After all, it was Cecil who had befriended her. Now that she had a job she must return his money as soon as possible, she thought, a trifle drowsily.

“One thing is clear, and that is that it’s high time you were in bed,” he told her, going to the old-fashioned bell-pull and giving it a tug. “We’d better get Mrs. Creed to fix you up.”

He said no more until there was a knock and an elderly woman, who was obviously the Mrs. Creed he had referred to, entered.

“The parlourmaid you hired didn’t turn up, as I expected. And frankly I’m not surprised. Probably she discovered that Longmere is about five miles from the nearest railway station and that the bus passes through only once a week, weather permitting, and got cold feet.”
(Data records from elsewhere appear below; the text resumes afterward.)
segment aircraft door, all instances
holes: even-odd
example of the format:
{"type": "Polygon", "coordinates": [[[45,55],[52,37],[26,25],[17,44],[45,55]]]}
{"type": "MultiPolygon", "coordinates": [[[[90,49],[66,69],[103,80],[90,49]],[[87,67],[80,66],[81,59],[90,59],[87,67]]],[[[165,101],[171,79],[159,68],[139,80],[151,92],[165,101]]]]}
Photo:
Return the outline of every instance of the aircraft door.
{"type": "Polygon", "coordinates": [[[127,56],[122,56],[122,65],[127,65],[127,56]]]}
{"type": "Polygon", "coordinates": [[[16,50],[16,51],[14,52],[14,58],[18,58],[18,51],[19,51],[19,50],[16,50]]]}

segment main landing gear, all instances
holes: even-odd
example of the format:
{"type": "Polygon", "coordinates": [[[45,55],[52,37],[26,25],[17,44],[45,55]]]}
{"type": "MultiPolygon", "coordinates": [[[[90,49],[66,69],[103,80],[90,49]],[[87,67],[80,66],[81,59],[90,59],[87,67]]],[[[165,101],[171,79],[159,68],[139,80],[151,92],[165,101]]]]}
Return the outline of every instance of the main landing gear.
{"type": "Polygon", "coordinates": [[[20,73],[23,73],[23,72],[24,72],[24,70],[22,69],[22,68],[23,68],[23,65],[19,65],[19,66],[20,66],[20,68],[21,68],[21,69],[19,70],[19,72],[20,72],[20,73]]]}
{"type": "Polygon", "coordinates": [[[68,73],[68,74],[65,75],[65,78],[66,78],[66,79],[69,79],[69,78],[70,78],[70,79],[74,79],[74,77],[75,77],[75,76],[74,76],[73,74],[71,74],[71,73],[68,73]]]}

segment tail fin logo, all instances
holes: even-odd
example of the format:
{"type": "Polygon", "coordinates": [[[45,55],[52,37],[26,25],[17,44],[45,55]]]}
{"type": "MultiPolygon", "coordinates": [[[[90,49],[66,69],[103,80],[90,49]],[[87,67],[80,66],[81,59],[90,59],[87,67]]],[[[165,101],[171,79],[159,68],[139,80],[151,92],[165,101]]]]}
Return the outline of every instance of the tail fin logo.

But the housekeeper’s eyes were fixed on Caroline. “Then who is this—”

“This is a piece of flotsam and jetsam I found seated on the station platform. She’ll do nicely instead.”

An ominous tenseness crept into the housekeeper’s face. “You know something of the duties of a parlourmaid?” she addressed Caroline.

“No, I don’t think I do—not exactly, that is,” Caroline faltered. “But I’m willing to learn and—”

“Just what was your former occupation?” the housekeeper asked icily.

“Well, I used to mend broken china.”

This information seemed to amuse Caroline’s new employer—an amusement that was not shared by Mrs. Creed.

“We have no broken china in this house to be mended,” she assured Caroline stiffly.

But by this time it was clear that Randall Craig was growing bored by the situation. “Take this little mender of china away and tuck her into bed for the night,” he ordered. “You’ll be able to find her something to do, no doubt. And many hands make light work, as the saying goes.”